Kickoff is less than two months away and virtually nothing is decided, including whether this has all been a wasted effort.

“There’s increased costs of potentially masks for everyone that attends the games,” he said. “So there’s a myriad of things and all with the hope that in late July, the Big 12, ACC and SEC decide to play more than just conference games, because if they decide to just play conference games, then all that work is for naught. Because we won’t be able to put on the Chick-fil-A Kickoff games.”

There’s also the possibility that the conferences decide to push the start of the season into October or later. Should that happen, Stokan envisions the Chick-fil-A games taking place. They’ll just need to fit into the schedules of the other Mercedes-Benz Stadium tenants. That means they may not actually be kickoff games anymore but rather mid- or late-season contests.

“We don’t know what the conferences are going to do,” Stokan said. “If they pushed back, would they start with conference games or the nonconference games? We just don’t know. That’s one of the things you build contingencies on contingencies. If they go in this direction, we have to do this. So we’re waiting until the end of July. Once we know, we can pull off whatever model we have to pull off.”

Still, Stokan is confident that we’ll have football — perhaps delayed — in the fall and that his three games will all be played. He also is confident that the teams and conferences involved still have the appetite to play those games.

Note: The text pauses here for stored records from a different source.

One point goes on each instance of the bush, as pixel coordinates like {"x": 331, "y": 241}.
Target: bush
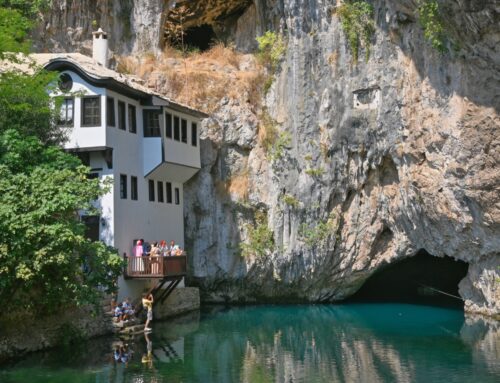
{"x": 290, "y": 200}
{"x": 314, "y": 234}
{"x": 260, "y": 237}
{"x": 429, "y": 17}
{"x": 271, "y": 49}
{"x": 357, "y": 22}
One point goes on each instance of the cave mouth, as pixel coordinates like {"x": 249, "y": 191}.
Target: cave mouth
{"x": 200, "y": 37}
{"x": 421, "y": 279}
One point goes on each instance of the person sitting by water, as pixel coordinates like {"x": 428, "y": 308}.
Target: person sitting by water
{"x": 124, "y": 354}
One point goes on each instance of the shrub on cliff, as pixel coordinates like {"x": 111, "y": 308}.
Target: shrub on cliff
{"x": 357, "y": 22}
{"x": 272, "y": 47}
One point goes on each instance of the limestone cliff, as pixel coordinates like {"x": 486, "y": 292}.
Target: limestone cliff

“I think all three conferences, in our conversations with them, they’d like to play the full schedule of 12 games,” he said. “They’re also aware though that they may not be able to do that, due to potential testing issues or wanting some flexibility that if a (conference) game gets canceled, to have an open date to play that game.”

In the meantime, Stokan and the rest of his Peach Bowl staff are planning and waiting, the tail on the dog, hoping they get the opportunity to wag in front of the nation — three times in eight days.

“We just don’t know,” he said. “So we’ll wait.”